Seth Herd comments on Managed vs Unmanaged Agency

Seth Herd 20 Feb 2026 0:24 UTC
2 points
0
I may be miscommunicating. And as I think this through, I think the distinction is real but pretty subtle.

I definitly agree that powerful computation happens in parallel (hopefully that’s what you mean by asynchronously) in the background. I don’t know how coherent you mean, but I think it’s pretty coherent in one sense; it’s meaningful, for a purpose. I don’t know exactly what you mean by intentional, and that seems like perhaps the largest distinction.

Here’s one shot: I don’t think the goals are strategizing or scheming. I think sometimes you (all of you, consciously, for at least a few moments of thought) schemed or conspired on behalf of that goal when it was your central focus.

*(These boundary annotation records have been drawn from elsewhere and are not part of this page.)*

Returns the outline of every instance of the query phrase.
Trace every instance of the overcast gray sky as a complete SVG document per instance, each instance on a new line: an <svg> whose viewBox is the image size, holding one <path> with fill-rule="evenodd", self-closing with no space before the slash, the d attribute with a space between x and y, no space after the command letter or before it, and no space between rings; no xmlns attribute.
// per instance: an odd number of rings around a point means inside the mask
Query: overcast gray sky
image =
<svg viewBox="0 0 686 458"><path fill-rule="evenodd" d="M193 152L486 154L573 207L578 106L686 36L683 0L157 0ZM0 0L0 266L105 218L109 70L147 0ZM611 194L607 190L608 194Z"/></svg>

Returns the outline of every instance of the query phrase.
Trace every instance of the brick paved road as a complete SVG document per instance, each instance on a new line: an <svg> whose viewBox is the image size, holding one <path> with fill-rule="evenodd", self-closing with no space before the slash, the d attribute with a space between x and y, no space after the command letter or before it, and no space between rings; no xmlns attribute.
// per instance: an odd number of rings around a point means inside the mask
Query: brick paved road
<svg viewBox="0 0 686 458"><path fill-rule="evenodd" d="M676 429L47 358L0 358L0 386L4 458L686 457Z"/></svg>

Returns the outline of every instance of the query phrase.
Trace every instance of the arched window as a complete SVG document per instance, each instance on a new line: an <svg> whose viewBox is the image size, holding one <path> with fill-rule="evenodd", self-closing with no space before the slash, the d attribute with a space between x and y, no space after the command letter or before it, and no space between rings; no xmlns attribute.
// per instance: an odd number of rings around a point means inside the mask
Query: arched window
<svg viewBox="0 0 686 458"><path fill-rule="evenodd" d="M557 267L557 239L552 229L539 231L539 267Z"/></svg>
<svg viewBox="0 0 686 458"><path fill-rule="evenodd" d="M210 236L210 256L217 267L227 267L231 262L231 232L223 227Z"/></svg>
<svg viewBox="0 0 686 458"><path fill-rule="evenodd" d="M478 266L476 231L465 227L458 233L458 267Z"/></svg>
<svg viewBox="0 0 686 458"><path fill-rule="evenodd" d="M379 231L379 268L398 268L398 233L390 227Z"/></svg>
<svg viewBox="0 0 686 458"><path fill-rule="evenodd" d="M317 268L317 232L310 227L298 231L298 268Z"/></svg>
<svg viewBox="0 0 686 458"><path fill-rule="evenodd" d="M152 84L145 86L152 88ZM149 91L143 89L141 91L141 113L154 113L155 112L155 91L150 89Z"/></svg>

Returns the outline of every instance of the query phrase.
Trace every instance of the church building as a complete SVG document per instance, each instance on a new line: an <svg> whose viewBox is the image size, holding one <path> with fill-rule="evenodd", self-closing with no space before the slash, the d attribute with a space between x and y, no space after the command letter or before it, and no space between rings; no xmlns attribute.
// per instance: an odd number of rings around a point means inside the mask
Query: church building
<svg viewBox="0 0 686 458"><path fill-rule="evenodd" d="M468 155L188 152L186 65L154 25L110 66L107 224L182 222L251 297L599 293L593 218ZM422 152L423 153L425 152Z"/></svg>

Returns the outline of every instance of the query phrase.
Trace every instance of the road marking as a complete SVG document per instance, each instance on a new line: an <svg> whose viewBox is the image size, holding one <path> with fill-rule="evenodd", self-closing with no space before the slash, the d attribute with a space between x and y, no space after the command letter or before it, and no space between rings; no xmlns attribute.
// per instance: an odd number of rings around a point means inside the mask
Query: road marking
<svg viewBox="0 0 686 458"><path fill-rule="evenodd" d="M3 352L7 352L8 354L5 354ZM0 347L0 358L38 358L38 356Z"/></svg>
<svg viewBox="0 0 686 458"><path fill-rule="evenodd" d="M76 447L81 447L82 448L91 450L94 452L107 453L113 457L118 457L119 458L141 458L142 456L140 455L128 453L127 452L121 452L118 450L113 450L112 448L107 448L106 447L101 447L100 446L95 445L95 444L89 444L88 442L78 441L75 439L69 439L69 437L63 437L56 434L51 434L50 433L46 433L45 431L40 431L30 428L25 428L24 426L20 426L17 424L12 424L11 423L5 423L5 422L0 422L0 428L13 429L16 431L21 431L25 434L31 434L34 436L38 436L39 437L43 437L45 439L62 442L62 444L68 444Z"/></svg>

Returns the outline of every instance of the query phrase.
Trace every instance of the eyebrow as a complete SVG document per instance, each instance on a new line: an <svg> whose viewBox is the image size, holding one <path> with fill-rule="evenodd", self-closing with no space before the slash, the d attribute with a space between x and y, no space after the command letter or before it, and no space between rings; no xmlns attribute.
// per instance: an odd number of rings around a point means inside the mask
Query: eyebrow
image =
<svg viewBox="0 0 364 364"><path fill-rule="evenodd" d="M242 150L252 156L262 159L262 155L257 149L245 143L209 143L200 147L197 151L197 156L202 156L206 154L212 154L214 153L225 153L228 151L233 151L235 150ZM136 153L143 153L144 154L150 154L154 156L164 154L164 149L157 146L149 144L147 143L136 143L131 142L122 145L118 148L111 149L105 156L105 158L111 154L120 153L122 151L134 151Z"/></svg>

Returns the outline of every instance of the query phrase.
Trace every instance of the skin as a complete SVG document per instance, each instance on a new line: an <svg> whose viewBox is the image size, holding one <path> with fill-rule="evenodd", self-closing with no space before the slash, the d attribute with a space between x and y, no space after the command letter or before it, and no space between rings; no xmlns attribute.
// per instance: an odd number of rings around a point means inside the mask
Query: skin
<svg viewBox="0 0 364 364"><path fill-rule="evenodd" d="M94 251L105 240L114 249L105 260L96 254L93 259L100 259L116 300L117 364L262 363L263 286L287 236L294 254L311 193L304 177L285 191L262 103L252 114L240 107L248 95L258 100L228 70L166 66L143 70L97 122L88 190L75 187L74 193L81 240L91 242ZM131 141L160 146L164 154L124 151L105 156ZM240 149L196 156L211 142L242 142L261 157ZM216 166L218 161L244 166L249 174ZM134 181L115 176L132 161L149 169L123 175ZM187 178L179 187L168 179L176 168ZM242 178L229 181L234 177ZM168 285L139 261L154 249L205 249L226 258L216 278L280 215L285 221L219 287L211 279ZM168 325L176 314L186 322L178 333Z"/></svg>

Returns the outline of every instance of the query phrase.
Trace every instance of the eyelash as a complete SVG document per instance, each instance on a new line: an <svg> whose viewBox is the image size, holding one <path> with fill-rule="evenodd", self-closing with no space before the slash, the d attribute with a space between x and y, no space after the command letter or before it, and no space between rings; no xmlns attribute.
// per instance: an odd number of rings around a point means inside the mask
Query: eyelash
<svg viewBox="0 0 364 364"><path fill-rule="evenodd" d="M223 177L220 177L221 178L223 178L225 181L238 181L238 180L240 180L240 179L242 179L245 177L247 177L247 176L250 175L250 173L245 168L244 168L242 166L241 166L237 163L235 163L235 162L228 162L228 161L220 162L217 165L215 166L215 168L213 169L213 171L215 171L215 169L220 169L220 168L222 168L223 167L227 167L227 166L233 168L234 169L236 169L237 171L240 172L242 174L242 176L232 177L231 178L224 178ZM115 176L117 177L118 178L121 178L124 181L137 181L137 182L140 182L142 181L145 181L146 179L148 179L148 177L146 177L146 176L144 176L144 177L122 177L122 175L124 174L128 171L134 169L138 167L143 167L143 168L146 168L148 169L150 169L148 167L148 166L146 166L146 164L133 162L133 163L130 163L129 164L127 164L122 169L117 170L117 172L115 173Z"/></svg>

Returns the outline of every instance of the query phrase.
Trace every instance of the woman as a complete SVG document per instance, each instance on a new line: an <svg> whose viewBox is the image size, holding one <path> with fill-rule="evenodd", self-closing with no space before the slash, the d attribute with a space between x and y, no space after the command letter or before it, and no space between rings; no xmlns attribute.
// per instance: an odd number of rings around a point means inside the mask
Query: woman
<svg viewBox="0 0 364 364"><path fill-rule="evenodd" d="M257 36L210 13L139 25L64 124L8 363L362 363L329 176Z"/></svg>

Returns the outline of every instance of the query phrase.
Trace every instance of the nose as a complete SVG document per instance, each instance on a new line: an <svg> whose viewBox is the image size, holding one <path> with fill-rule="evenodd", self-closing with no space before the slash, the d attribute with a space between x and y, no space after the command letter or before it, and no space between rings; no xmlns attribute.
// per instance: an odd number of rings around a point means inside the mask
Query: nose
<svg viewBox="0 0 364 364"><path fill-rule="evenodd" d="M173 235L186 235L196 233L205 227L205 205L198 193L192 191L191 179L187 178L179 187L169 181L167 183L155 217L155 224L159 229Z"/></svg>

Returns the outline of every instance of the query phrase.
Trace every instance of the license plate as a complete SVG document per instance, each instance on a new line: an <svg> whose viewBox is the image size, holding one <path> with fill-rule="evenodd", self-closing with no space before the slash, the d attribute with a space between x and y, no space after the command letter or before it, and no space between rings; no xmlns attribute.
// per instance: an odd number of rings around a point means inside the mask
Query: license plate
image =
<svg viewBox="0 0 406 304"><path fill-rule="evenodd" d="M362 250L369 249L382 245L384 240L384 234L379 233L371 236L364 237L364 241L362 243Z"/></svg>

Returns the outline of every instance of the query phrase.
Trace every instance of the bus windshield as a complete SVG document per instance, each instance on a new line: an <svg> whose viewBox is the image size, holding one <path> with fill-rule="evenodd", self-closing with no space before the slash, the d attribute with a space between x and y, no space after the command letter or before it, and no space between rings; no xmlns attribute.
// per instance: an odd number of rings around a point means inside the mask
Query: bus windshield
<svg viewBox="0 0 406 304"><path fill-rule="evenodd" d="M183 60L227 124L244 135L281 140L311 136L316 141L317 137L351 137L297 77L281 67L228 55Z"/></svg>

It’s probably best to use an example. I’m trying to follow yours although I’m sure veer off at some point.

Suppose my system has made an association between making forceful comments on LW and feeling bad (because I don’t like when people push back). And I’ve also, in the past, made an association between making insightful comments on LW and feeling good.

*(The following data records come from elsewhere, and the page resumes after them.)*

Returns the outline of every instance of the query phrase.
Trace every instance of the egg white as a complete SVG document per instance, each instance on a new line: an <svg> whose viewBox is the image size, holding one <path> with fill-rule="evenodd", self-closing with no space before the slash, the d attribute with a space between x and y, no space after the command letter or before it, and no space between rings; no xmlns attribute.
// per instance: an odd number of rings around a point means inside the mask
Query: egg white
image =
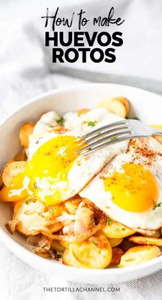
<svg viewBox="0 0 162 300"><path fill-rule="evenodd" d="M55 130L58 128L57 120L59 119L55 111L49 112L41 117L35 126L33 135L30 136L27 149L29 161L41 145L54 137L69 135L78 138L102 126L121 119L121 117L102 108L96 108L81 115L78 112L69 112L63 116L63 118L65 133L59 134L58 131ZM95 126L88 125L91 121L95 121ZM40 197L43 200L45 194L52 194L56 188L62 190L62 200L69 199L83 189L114 156L126 152L128 146L128 142L124 141L117 145L111 145L86 156L78 157L68 173L67 181L59 182L56 186L56 183L55 185L49 185L45 177L40 182L37 182L42 190Z"/></svg>
<svg viewBox="0 0 162 300"><path fill-rule="evenodd" d="M161 145L153 138L148 140L137 141L137 147L145 146L155 151L161 151ZM137 146L138 145L138 146ZM162 159L161 156L155 154L154 160L150 165L147 157L137 156L136 149L129 147L128 153L120 154L113 158L103 170L91 182L80 192L82 197L85 197L91 201L96 206L104 211L108 217L132 228L157 229L162 226L162 206L157 207L154 210L143 213L132 213L121 208L115 204L112 194L106 191L104 185L104 178L111 176L115 171L124 172L122 165L132 162L142 164L146 169L151 171L155 176L159 187L159 197L157 204L162 202Z"/></svg>

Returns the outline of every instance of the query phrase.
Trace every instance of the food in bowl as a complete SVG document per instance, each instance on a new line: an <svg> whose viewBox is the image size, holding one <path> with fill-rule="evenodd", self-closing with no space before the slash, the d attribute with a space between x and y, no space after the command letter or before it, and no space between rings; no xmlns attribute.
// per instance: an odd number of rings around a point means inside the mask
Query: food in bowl
<svg viewBox="0 0 162 300"><path fill-rule="evenodd" d="M79 137L128 110L128 100L119 97L63 116L49 111L21 127L23 148L2 170L0 200L13 203L7 226L27 237L32 251L89 268L161 255L159 141L135 139L76 154Z"/></svg>

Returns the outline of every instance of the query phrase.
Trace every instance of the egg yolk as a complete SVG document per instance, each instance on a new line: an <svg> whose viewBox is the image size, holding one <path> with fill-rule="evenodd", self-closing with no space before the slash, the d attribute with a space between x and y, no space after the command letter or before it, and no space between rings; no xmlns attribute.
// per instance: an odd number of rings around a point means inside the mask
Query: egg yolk
<svg viewBox="0 0 162 300"><path fill-rule="evenodd" d="M10 187L2 189L0 200L19 201L32 193L47 205L62 202L68 186L64 183L68 183L68 173L80 147L77 138L71 136L56 136L46 142L36 151L24 172L15 176Z"/></svg>
<svg viewBox="0 0 162 300"><path fill-rule="evenodd" d="M152 173L140 164L128 163L123 173L115 171L104 179L104 188L112 201L126 211L141 213L152 209L159 197L159 186Z"/></svg>
<svg viewBox="0 0 162 300"><path fill-rule="evenodd" d="M79 148L76 137L60 136L37 149L25 170L30 178L30 189L37 200L43 200L47 205L62 202L68 186L64 183L68 182Z"/></svg>

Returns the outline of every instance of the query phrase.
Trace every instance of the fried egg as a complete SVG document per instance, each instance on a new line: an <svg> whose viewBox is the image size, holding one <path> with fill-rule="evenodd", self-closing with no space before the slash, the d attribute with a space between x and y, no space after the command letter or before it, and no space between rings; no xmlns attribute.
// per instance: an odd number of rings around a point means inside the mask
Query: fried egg
<svg viewBox="0 0 162 300"><path fill-rule="evenodd" d="M162 226L161 156L153 138L132 140L80 195L128 227L157 229Z"/></svg>
<svg viewBox="0 0 162 300"><path fill-rule="evenodd" d="M54 205L78 193L128 144L121 142L80 157L76 154L80 147L78 137L119 120L102 108L81 114L70 112L62 118L55 111L43 115L30 136L27 165L8 190L10 200L34 195L47 205Z"/></svg>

When I think about making a comment, my predicted reward and so “feeling” will waver around as I change what sort of comment I’m intending to make and what sort of responses I imagine getting to it. Some of those feelings will incline me to just shut the website so I can stop deliberating and avoid danger; others will compell me to keep rewording a comment without considering whether the effort is worth it.

This will feel like goals competing. It might be what you refer to. It might even feel like they’re “scheming” against each other by influencing your behavior so as to reduce the odds the other goal gets its way. And perhaps you’ve even made the associations in the past that make those tendencies effective. Shutting the website has avoided outcomes I didn’t like, for instance. But this isn’t the goal “scheming” in the way I mean when I say a person is scheming or worry that models might scheme. The goal doesn’t have a plan. It’s just responding to predicted rewards associated with different situations and actions. And I think those associations are fairly simple. They’re useful when they work and tricky to understand and counter when they don’t work, but I don’t think the process is complex or “intentional” (in some average usage) enough to deserve the label of scheming.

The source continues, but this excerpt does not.